Olağanüstü Halden Diktatörlüğe Terörle Mücadele”

2004 yılında yayımlanan kitabı, İmge yayınları 2009 yılında Türkçeye kazandırmış. Yaklaşık 13 yıl önce yayımlanmış bir yayını kitaplığımıza almamızın nedeni ise, olağanüstü hal, hukuk devleti, terörle mücadele ve diktatörlük kavramlarının şu aralar ülkemizde son derece güncel olması ve kamuoyunda yoğun biçimde tartışılması. Ancak konu kuramsal çerçevede ve karşılaştırmalı olarak pek tartışılmıyor, tartışmalar daha çok OHAL uygulamalarına karşı nasıl pratikler geliştirilmesi gerektiği yönünde.

Oysa “hukuk düzeni, olağanüstü usulleri ve hukuk dışılıkları da kapsar mı? Olağanüstü hal olarak kavramlaşan hukuk dışılık hukuk düzeninin içinde midir? dışında mı? Olağaüstü hal ilanına ve gerekliliğine kim karar verir?
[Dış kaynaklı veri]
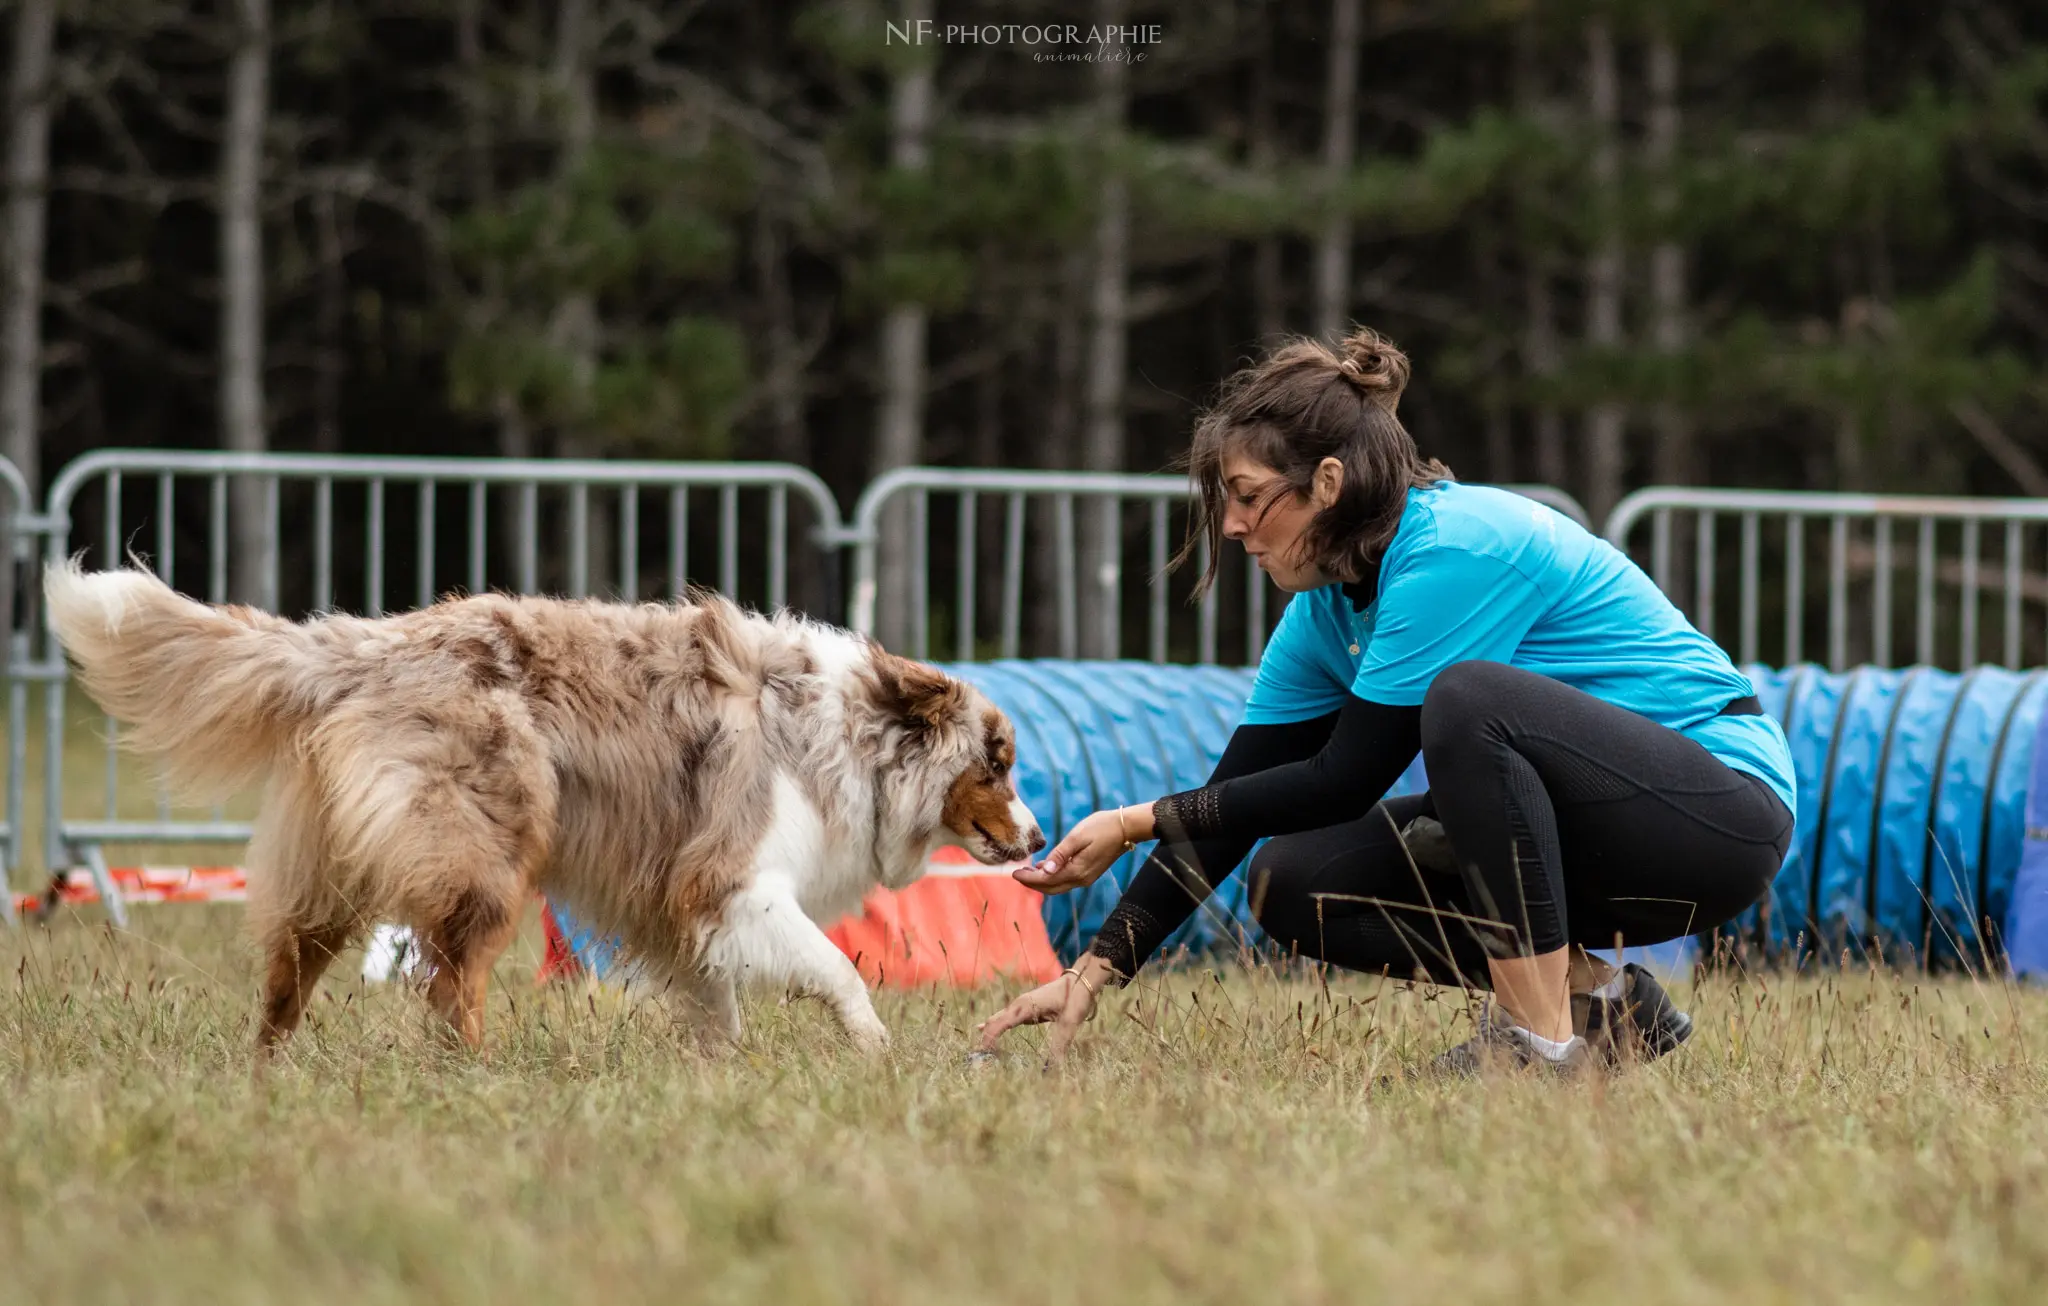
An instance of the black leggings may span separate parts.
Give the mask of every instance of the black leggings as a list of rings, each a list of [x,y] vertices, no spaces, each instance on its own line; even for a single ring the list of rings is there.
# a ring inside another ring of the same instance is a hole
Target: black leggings
[[[1792,817],[1677,731],[1545,676],[1449,667],[1422,707],[1430,790],[1267,843],[1246,872],[1282,947],[1351,970],[1485,987],[1489,957],[1709,930],[1769,888]],[[1441,821],[1456,869],[1397,831]]]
Sınırlarını kim belirler?” soruları uzun yıllardır hukuk ve siyaset kuramı üzerine kafa yoran çeşitli kuramcıların ilgi alanında ve pek çok kavramın paradoksal biçimde ele alınmak zorunda kalınması sebebiyle konunun ilgi çekici bir cazibesi var. Bu anlamda kitabın gerek olağanüstülük kapsamında bir yandan dünya uygulamalarına yer vermesi, öte yandan konunun kuramsal boyutunu da tartışmaya çalışması, OHAL tartışmalarına farklı bir boyuttan bakmamızı sağlayabilir.
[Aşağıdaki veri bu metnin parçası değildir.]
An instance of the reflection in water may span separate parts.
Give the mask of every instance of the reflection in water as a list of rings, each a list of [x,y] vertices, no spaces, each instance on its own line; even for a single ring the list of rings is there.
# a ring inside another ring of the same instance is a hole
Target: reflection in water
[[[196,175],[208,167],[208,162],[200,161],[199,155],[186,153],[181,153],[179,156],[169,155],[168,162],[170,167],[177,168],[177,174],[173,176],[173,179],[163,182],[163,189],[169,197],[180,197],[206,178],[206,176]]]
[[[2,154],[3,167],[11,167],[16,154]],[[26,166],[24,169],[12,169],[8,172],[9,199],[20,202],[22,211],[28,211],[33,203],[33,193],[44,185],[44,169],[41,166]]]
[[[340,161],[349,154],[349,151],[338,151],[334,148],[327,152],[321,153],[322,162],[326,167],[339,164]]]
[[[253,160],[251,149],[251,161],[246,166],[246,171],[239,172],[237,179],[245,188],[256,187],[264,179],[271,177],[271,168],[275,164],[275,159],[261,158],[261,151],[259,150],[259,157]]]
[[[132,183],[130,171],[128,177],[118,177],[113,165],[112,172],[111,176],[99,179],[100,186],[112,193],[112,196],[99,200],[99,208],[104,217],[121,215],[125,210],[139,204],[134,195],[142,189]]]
Konunun kuramsal boyutunu göz ardı etsek bile, kitapta asıl şaşırtıcı olan, günümüz Türkiyesinde hukuk alanında yaşananlara bakıldığında, kısaca “hukuksuzluk” diye tarif edebileceğimiz pek çok uygulama ve kısıtlamanın, neredeyse birebir bir şekilde çok daha önceden ABD ve AB ülkelerinde uygulandığını ve halen uygulanmakta olduğunu görmek olacaktır. Hatta yazarın devlet toplum ilişkilerinde hukuk ve yargının aldığı pozisyonu tartıştırırken çeşitli ülkelerden verdiği örnekler ve bu örneklerin günümüz Türkiye’siyle benzerlikleri, batı demokrasisi hayranı bazı okuyucuları hayal kırıklığına da uğratabilir.
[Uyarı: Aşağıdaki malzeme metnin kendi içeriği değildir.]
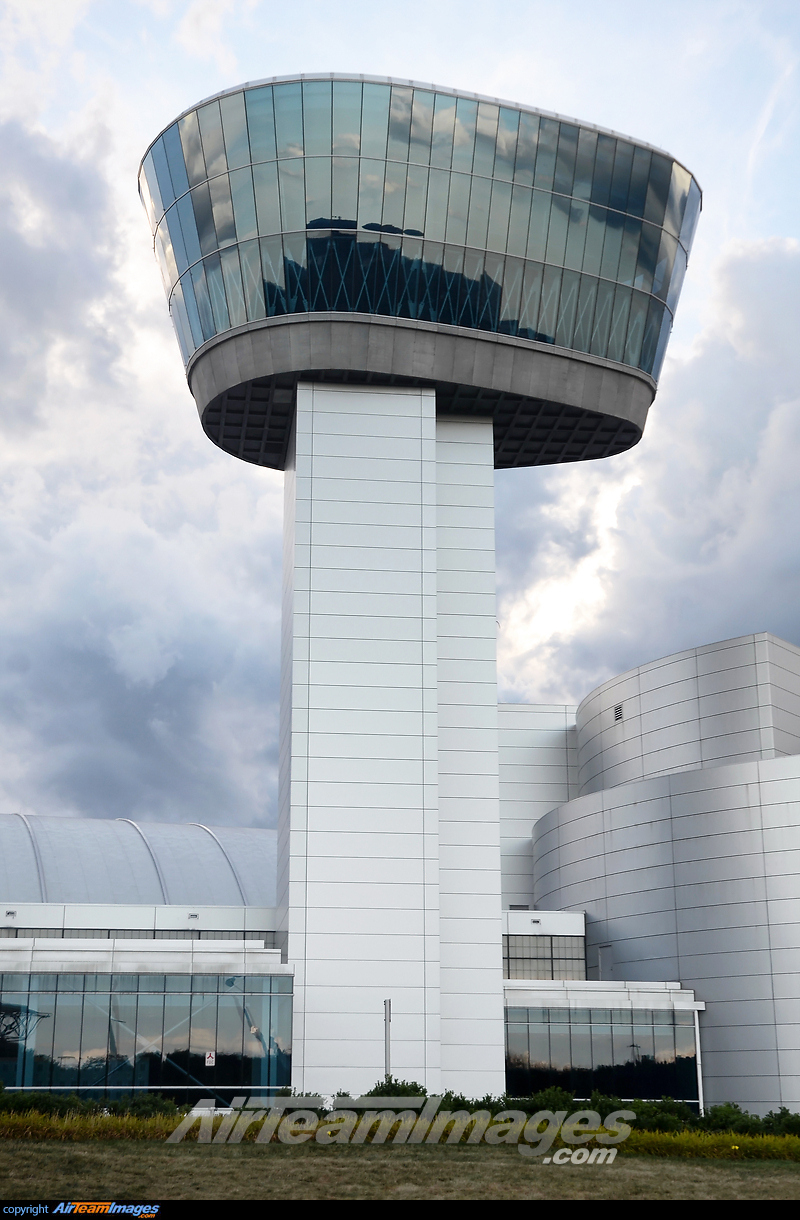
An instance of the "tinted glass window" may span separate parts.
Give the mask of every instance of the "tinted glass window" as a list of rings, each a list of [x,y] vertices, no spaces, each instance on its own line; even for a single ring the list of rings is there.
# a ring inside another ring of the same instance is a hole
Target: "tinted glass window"
[[[629,140],[355,80],[206,103],[153,144],[140,188],[154,227],[171,208],[155,245],[185,359],[229,327],[335,309],[654,374],[700,208],[686,170]]]

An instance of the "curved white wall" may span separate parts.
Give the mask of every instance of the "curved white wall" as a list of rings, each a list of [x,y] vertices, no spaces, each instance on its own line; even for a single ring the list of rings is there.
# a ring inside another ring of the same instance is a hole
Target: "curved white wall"
[[[534,897],[585,910],[589,977],[680,980],[709,1103],[800,1110],[800,757],[570,801],[534,827]],[[610,949],[609,949],[610,946]]]
[[[583,700],[577,735],[582,794],[800,753],[800,648],[761,632],[629,670]]]

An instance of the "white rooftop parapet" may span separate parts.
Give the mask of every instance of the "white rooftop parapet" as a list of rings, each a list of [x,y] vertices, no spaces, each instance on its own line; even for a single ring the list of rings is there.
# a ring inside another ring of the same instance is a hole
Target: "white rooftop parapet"
[[[292,974],[280,950],[235,940],[0,941],[0,973]]]
[[[597,979],[506,979],[506,1004],[530,1008],[648,1008],[705,1011],[680,983],[607,982]]]
[[[585,936],[583,911],[504,911],[505,936]]]

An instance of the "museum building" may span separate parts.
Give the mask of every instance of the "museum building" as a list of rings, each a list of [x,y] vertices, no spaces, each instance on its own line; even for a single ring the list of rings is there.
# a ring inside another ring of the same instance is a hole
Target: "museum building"
[[[392,1072],[430,1092],[792,1104],[763,810],[797,650],[497,705],[495,470],[641,437],[691,174],[529,107],[327,75],[191,108],[139,181],[202,427],[285,471],[277,847],[0,819],[7,1086],[363,1090],[389,999]],[[760,812],[726,829],[711,806],[741,791]]]
[[[800,1108],[800,650],[746,636],[497,714],[508,1091]],[[0,848],[7,1088],[290,1083],[274,832],[2,815]]]

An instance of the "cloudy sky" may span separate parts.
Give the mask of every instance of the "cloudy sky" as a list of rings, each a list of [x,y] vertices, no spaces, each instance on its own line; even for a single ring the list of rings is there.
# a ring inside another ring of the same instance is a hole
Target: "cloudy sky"
[[[501,472],[501,697],[800,645],[796,0],[0,0],[0,812],[272,825],[282,476],[205,439],[139,158],[272,75],[394,75],[659,145],[704,211],[647,433]]]

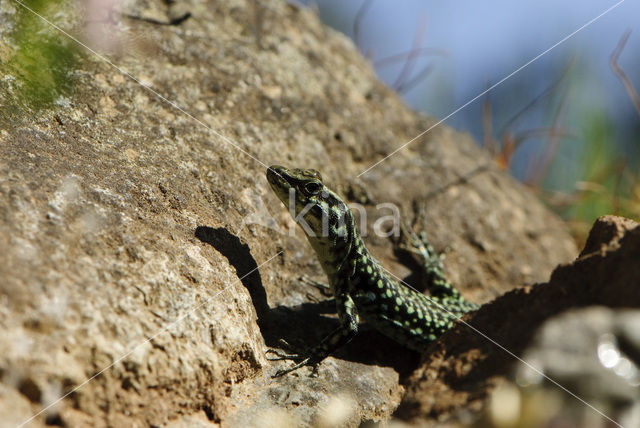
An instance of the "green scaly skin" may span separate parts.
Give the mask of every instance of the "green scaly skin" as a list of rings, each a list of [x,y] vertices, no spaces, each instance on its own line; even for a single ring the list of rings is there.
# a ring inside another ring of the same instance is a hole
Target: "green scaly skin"
[[[329,279],[341,323],[341,328],[306,355],[270,351],[277,356],[273,360],[297,362],[275,377],[305,365],[315,367],[357,334],[361,320],[407,348],[424,351],[454,320],[478,307],[447,280],[440,256],[424,237],[411,235],[410,251],[422,259],[430,297],[390,276],[367,250],[345,202],[323,184],[318,171],[273,165],[267,169],[267,181],[296,214],[295,220],[315,250]]]

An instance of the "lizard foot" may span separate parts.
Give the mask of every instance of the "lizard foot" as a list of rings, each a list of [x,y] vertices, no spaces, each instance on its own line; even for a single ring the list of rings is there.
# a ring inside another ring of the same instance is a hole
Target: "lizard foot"
[[[441,253],[436,253],[427,239],[427,234],[424,231],[420,232],[419,235],[416,234],[408,222],[403,225],[402,234],[406,238],[398,244],[399,249],[420,256],[422,265],[427,269],[442,269],[442,261],[445,254],[450,250],[449,247]]]
[[[300,282],[303,282],[306,285],[310,285],[320,290],[323,296],[333,297],[333,292],[331,291],[331,287],[329,286],[329,284],[322,281],[316,281],[308,275],[302,275],[298,279],[300,280]]]
[[[291,345],[289,345],[289,343],[284,340],[284,339],[280,339],[279,342],[287,349],[291,349]],[[307,357],[304,356],[302,354],[298,354],[298,353],[289,353],[289,352],[281,352],[281,351],[276,351],[274,349],[267,349],[267,354],[273,354],[274,357],[267,357],[267,360],[269,361],[284,361],[284,360],[288,360],[288,361],[294,361],[296,362],[296,364],[293,367],[290,367],[288,369],[281,369],[278,370],[273,376],[271,376],[272,378],[277,378],[277,377],[281,377],[286,375],[287,373],[291,373],[295,370],[298,370],[300,367],[304,367],[307,365],[313,366],[313,370],[311,372],[312,376],[317,376],[318,375],[318,363],[314,361],[313,357]]]

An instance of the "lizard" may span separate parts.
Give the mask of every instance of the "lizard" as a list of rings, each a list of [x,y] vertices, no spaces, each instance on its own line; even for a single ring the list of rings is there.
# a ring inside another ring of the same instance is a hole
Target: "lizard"
[[[303,366],[318,364],[358,333],[361,320],[414,351],[427,346],[453,322],[478,305],[466,300],[444,274],[442,256],[426,236],[410,234],[410,251],[419,255],[430,297],[397,281],[367,250],[353,213],[314,169],[267,168],[267,181],[303,228],[329,280],[340,327],[308,353],[267,351],[270,360],[296,364],[279,370],[279,377]],[[294,205],[294,206],[291,206]],[[284,340],[281,342],[288,345]]]

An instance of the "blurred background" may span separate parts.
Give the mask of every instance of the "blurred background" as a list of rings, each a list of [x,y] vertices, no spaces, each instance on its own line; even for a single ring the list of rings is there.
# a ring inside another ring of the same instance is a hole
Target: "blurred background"
[[[579,241],[600,215],[638,219],[639,2],[296,3],[351,37],[382,81],[438,119],[578,30],[445,123],[539,192]]]
[[[600,215],[638,220],[640,2],[289,1],[351,37],[415,110],[471,133],[578,245]],[[123,0],[27,4],[56,19],[80,8],[85,42],[106,53],[118,44],[110,25]],[[5,65],[30,103],[57,102],[78,45],[24,8],[16,16],[0,28],[21,47]]]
Bu anlamda kitabı okuyunca göreceksiniz ki, ABD OHAL uygulamalarının da ötesinde pek çok hukuk dışılığı uygulamakta ve peşinden AB ve NATO ülkelerini de sürükleyerek (ya da adeta zorlayarak), 21. Yüzyıla uygun polis devleti uygulamalarının standartlarını oluşturmaktadır. Üstelik bu hukuk dışılıklar, bildiğimiz anlamdaki hukuk devletinin içine adeta “yedirilmekte”dir. Dolayısıyla kitaptaki örnekleri okuyunca, günümüz Türkiye’sinde son yıllarda yasal ve bu anlamda meşru hale de getirilmeye çalışılan evrensel hukuk ilkelerine ve hukuk devletine aykırı pek çok hukuk dışı uygulamanın, sadece Türkiye’yi yöneten iktidarın diktatörlük hevesinden kaynaklanan ülkemize özgü orijinal taktikler olmadığını, hatta geçici veya bugüne mahsus da olmadığını, tam aksine hukuk devletinin ve demokrasinin timsali sayılan başta ABD olmak üzere AB ve NATO ülkelerinin hukuk devletiyle bağdaşmayan pek çok uygulamayı, 11 Eylül saldırılarının hemen ardından güvenlik ve terörle mücadele adı altında çoktan hayata geçirmiş olduklarını ve halen uygulamaya devam ettiklerini görüyorsunuz.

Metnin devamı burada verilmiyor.